Cheguei a procurar ajuda. Fiz terapia, tratamento espiritual, mas aos poucos o trabalho foi me consumindo mais e mais, até eu não ter forças mais pra procurar ajuda, e desistir.
Eu comecei a me afastar das pessoas, reprimi meus sentimentos pra não sofrer mais. Eu apenas não sinto. Se alguém perder um ente como eu perdi, ou até mesmo eu, não vou agir mais com tristeza, é algo que acontece. Me esforcei ao máximo pra parar de sentir, porque sentir dói muito, e já não tem mais espaço em mim pra dor. Sem sentimentos, sem tristeza, sem alegria, sem sonhos, sem vontades, sem medo, sem esperança, sem vida.
Até pouco tempo atrás minha idéia era me jogar numa avenida movimentada com uma carta no bolso inocentando o motorista pelo acidente, uma carta de suicídio.

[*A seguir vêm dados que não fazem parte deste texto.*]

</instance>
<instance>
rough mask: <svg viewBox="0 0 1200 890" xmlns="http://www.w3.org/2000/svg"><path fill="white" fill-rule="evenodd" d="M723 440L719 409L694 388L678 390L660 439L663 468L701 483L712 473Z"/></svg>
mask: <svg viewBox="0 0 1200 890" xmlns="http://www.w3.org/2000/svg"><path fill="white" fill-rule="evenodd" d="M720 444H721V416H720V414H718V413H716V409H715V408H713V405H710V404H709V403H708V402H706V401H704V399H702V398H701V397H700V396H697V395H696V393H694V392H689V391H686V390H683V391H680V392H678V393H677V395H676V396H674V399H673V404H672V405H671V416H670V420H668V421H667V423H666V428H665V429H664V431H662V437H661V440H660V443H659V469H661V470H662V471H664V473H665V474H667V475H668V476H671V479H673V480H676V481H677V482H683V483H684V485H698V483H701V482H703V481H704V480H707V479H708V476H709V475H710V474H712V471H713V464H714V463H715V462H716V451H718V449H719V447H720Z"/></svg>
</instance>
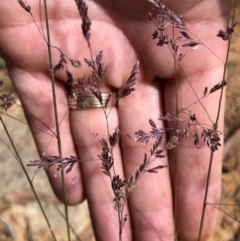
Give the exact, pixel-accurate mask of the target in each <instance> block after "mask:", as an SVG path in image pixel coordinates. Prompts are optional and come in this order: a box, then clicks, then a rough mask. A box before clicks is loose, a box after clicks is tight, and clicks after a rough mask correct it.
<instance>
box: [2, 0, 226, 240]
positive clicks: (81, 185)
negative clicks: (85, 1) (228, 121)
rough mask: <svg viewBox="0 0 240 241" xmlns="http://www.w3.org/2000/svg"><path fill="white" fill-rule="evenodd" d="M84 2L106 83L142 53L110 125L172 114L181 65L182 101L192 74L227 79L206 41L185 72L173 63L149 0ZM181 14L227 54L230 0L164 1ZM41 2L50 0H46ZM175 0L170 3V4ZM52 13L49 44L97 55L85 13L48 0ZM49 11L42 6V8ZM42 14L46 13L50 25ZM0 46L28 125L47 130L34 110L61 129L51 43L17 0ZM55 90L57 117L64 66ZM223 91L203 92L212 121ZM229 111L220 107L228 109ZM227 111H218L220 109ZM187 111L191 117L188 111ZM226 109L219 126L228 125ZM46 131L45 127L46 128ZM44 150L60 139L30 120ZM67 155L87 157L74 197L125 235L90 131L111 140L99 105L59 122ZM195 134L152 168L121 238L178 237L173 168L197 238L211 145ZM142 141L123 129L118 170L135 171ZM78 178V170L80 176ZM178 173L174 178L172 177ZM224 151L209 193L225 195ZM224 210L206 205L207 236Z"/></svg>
mask: <svg viewBox="0 0 240 241" xmlns="http://www.w3.org/2000/svg"><path fill="white" fill-rule="evenodd" d="M122 2H124V1H108V0H99V1H97V0H96V1H93V0H92V1H90V0H89V1H86V3H87V5H88V7H89V17H90V19H91V21H92V29H91V32H92V35H91V45H92V51H93V54H94V55H96V54H97V53H98V52H99V51H100V50H103V53H104V57H103V61H104V63H105V66H107V67H108V70H107V73H106V76H105V77H104V85H103V87H102V88H103V90H105V91H111V90H113V88H117V89H118V88H121V87H122V86H123V85H124V83H125V82H126V80H127V78H128V76H129V74H130V72H131V69H132V67H133V65H134V63H136V61H137V60H138V61H139V62H140V74H139V76H138V85H137V90H136V91H135V92H134V93H133V94H132V95H130V96H128V97H126V98H124V99H122V100H121V101H119V104H118V107H114V108H113V109H112V111H111V114H110V116H109V119H108V121H109V125H110V126H109V127H110V130H111V131H113V129H114V128H115V127H116V126H120V128H121V129H122V130H124V132H126V133H129V134H132V133H133V132H134V131H136V130H138V129H143V130H145V131H147V130H149V129H150V127H149V124H148V120H149V119H150V118H151V119H152V120H154V121H155V122H156V123H157V125H158V126H159V127H161V126H163V123H161V122H159V121H157V117H158V116H159V115H160V114H164V113H167V112H169V113H173V112H174V110H175V107H176V90H175V87H176V85H175V83H176V81H175V72H176V73H177V79H178V81H177V96H178V106H179V108H180V107H182V106H188V105H189V104H191V103H192V102H194V101H196V96H195V95H194V93H193V91H192V89H191V87H190V85H189V83H188V81H187V79H186V76H187V78H188V80H189V81H190V82H191V84H192V86H193V88H194V89H195V91H196V93H198V95H199V96H202V93H203V90H204V88H205V87H206V86H208V87H209V88H211V87H212V86H213V85H215V84H216V83H218V82H220V81H221V79H222V74H223V64H222V62H221V61H220V60H219V59H218V58H216V56H214V55H213V54H212V53H211V52H210V51H208V50H207V49H206V48H205V47H203V46H201V47H200V48H199V49H197V50H195V51H190V53H189V54H188V55H187V56H186V58H185V59H184V61H183V62H182V63H181V65H182V68H183V69H184V72H185V74H186V76H185V75H183V73H182V72H181V70H180V69H179V68H178V67H176V71H175V65H174V61H173V57H172V55H171V54H170V52H169V49H168V48H167V47H162V48H160V47H157V46H156V41H154V40H152V38H151V34H152V33H153V31H154V29H155V27H154V25H153V23H152V22H150V21H149V20H148V19H147V13H148V11H149V9H150V7H151V5H150V3H148V2H147V1H144V0H130V1H126V3H122ZM164 2H165V4H167V5H168V6H169V7H170V8H171V9H173V10H174V11H175V12H176V13H177V14H181V15H184V17H185V20H186V23H187V26H188V28H189V29H190V30H191V32H193V33H194V34H196V35H197V36H198V38H199V39H200V40H201V41H202V42H204V43H205V44H206V45H207V46H208V47H209V48H210V49H211V50H212V51H213V52H214V53H215V54H216V55H217V56H218V57H219V58H221V59H222V60H224V59H225V56H226V49H227V48H226V46H227V43H226V42H224V41H222V40H221V39H220V38H217V37H216V34H217V32H218V30H219V29H225V28H226V26H227V20H228V15H229V9H230V6H229V3H228V2H230V1H227V0H226V1H224V0H205V1H204V0H203V1H198V0H195V1H193V0H184V1H183V0H178V1H174V0H172V1H170V0H169V1H164ZM28 3H29V5H30V6H31V7H32V13H33V15H34V17H35V19H36V21H37V24H38V25H39V26H40V21H41V19H42V18H43V16H42V18H41V19H40V17H39V2H38V1H29V2H28ZM41 4H43V3H41ZM171 6H172V7H171ZM48 9H49V22H50V31H51V43H52V45H55V46H57V47H59V48H60V49H61V50H62V51H63V52H64V53H65V54H66V55H68V56H69V57H71V58H73V59H78V60H80V61H81V62H82V63H83V62H84V61H83V58H84V57H85V58H90V54H89V50H88V48H87V45H86V42H85V40H84V38H83V36H82V33H81V21H80V17H79V14H78V11H77V8H76V5H75V2H74V1H73V0H72V1H70V0H49V1H48ZM42 12H43V8H42ZM44 23H45V22H43V25H44ZM52 53H53V63H54V64H56V63H57V62H58V60H59V52H58V51H57V50H56V49H52ZM0 55H1V56H2V57H4V58H5V60H6V62H7V66H8V70H9V73H10V76H11V78H12V79H13V82H14V85H15V87H16V90H17V92H18V95H19V97H20V99H21V101H22V103H23V106H24V109H25V112H26V115H27V117H28V121H29V124H30V126H35V127H39V128H41V129H42V130H44V129H46V127H44V126H43V125H42V124H41V123H40V122H39V121H38V120H37V119H35V118H32V117H31V115H29V114H28V113H32V114H33V115H34V116H36V117H37V118H38V119H40V120H42V122H43V123H45V124H46V126H48V127H49V128H51V129H53V130H54V129H55V122H54V115H53V107H52V94H51V83H50V77H49V65H48V54H47V47H46V43H45V42H44V40H43V38H42V37H41V35H40V33H39V31H38V30H37V28H36V26H35V25H34V23H33V21H32V18H31V17H30V15H29V14H28V13H27V12H26V11H24V10H23V9H22V8H21V7H20V6H19V4H18V2H17V0H8V1H0ZM69 70H70V71H71V72H72V73H73V75H74V76H75V77H80V76H82V75H84V74H85V75H90V74H91V70H90V69H89V68H88V67H87V66H86V64H83V65H82V67H81V68H79V69H74V68H72V67H69ZM56 77H57V80H56V91H57V104H58V115H59V119H60V120H62V118H63V117H64V115H65V113H66V112H67V110H68V106H67V100H66V95H65V86H64V84H63V83H64V82H66V76H65V72H63V71H61V72H58V73H57V76H56ZM219 93H220V92H216V93H215V94H212V95H210V96H209V97H207V98H206V99H204V100H203V101H202V103H203V105H204V106H205V108H206V110H207V111H208V113H209V115H210V116H211V118H212V120H215V118H216V113H217V107H218V102H219ZM190 110H191V111H192V112H193V113H196V115H197V118H198V120H199V122H201V123H205V124H210V121H209V118H208V116H207V115H206V112H205V111H204V110H203V108H202V107H201V105H200V104H195V105H193V106H191V107H190ZM222 112H223V110H222ZM222 112H221V113H222ZM182 117H183V118H186V115H185V116H182ZM222 122H223V115H222V114H221V117H220V122H219V129H220V130H221V129H222ZM46 130H47V129H46ZM32 131H33V134H34V138H35V140H36V143H37V146H38V149H39V152H40V153H42V152H46V153H47V154H49V155H57V154H58V148H57V143H56V140H55V139H54V140H52V142H51V144H50V145H49V146H48V143H49V140H50V137H49V135H46V134H44V133H43V132H40V131H37V130H36V129H34V128H33V129H32ZM60 131H61V138H62V149H63V156H69V155H73V156H74V155H75V156H78V157H79V158H80V159H81V160H83V161H82V162H81V164H80V165H76V166H75V167H74V169H73V171H72V172H71V174H68V175H67V176H66V189H67V202H68V204H70V205H75V204H78V203H80V202H81V201H83V199H84V198H85V197H86V198H87V199H88V201H89V207H90V212H91V217H92V222H93V226H94V231H95V234H96V238H97V240H118V232H117V230H118V220H117V212H116V211H115V210H114V209H113V203H112V200H113V194H112V190H111V186H110V182H109V179H108V178H107V177H106V176H105V175H103V174H102V173H101V171H100V168H99V164H100V163H99V161H93V160H96V159H97V154H99V153H100V150H101V149H100V146H99V144H98V143H97V140H96V139H95V138H94V137H93V135H92V133H98V134H99V137H101V138H105V139H107V131H106V120H105V117H104V115H103V112H102V110H100V109H91V110H81V111H72V112H70V113H69V115H67V116H65V117H64V119H63V120H62V122H61V126H60ZM192 142H193V141H192V139H191V138H189V139H188V140H186V141H184V142H183V143H182V144H180V145H179V147H178V150H177V153H176V151H170V152H169V155H167V157H166V158H165V159H159V160H156V161H155V162H154V165H159V164H166V163H168V162H169V167H170V168H165V169H162V170H160V171H159V173H158V174H145V175H144V176H143V177H142V178H141V180H140V181H139V183H138V185H137V187H136V188H135V189H134V191H133V192H132V193H131V195H130V198H129V202H128V206H127V207H126V213H127V214H128V216H129V219H128V222H127V223H126V225H125V227H124V231H123V240H126V241H130V240H137V241H146V240H152V241H153V240H166V241H169V240H173V238H174V221H173V220H174V219H173V206H174V198H173V193H174V191H173V188H172V186H173V185H172V183H171V177H170V172H172V173H174V172H175V171H176V163H178V182H177V186H176V188H177V193H178V196H177V201H176V202H177V203H176V207H177V210H176V212H177V226H176V229H177V232H178V235H179V236H180V237H181V238H182V239H183V240H185V241H188V240H190V241H193V240H196V239H197V235H198V230H199V222H200V217H201V212H202V203H203V196H204V191H205V184H206V175H207V170H208V164H209V157H210V151H209V148H208V147H207V146H205V145H202V147H201V149H197V148H195V147H194V145H193V143H192ZM146 148H147V149H149V148H150V147H149V146H146V147H145V148H143V147H142V146H140V145H139V144H136V143H133V141H131V140H129V139H128V138H126V137H123V139H122V141H121V143H119V144H118V145H117V146H116V147H115V149H114V155H115V165H116V167H115V169H116V172H117V173H119V175H120V176H123V175H126V176H129V175H130V174H131V173H132V172H134V170H136V168H137V167H138V166H139V165H140V164H141V163H142V161H143V155H144V153H145V152H146ZM54 173H55V170H54V168H53V169H51V170H48V172H47V174H48V177H49V180H50V183H51V185H52V187H53V190H54V192H55V194H56V195H57V197H58V198H59V199H60V200H63V195H62V191H61V190H62V189H61V188H62V187H61V179H60V176H59V177H57V178H53V175H54ZM73 177H74V179H73ZM172 179H173V180H174V177H172ZM220 180H221V150H219V151H217V152H216V153H215V154H214V159H213V169H212V173H211V180H210V185H209V195H208V200H209V202H218V200H219V196H220V192H221V190H220V189H221V184H220ZM216 213H217V211H216V210H214V209H213V208H207V210H206V219H205V225H204V227H203V235H202V240H206V239H207V237H208V236H209V235H210V234H211V232H212V229H213V226H214V223H215V220H216Z"/></svg>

Mas como penso muito e teria diversas chances de eu não ser a única fatalidade e depois eu me culpar no além, desisti da idéia. Nessa altura eu já tinha perdido o controle e comecei a falar tudo que me vinha a cabeça, sem filtro. Resumindo: está ainda dando merda. Confessei pra duas amigas minhas minha vontade e elas me fizeram prometer não pensar nisso, me dando a missão de cuidar delas.
E é isso Spooks. Por isso que eu sumi nos últimos meses. Não estou bem, porém estou tentando uma outra vez. Não está fácil, mas cá estou.
Foi difícil escrever algumas coisas aqui, mas como disse em outro post anteriormente, preciso esvaziar o copo um pouco. Espero que vocês me perdoem. Espero que e Emily me perdoe. Espero mais ainda que eu consiga me perdoar.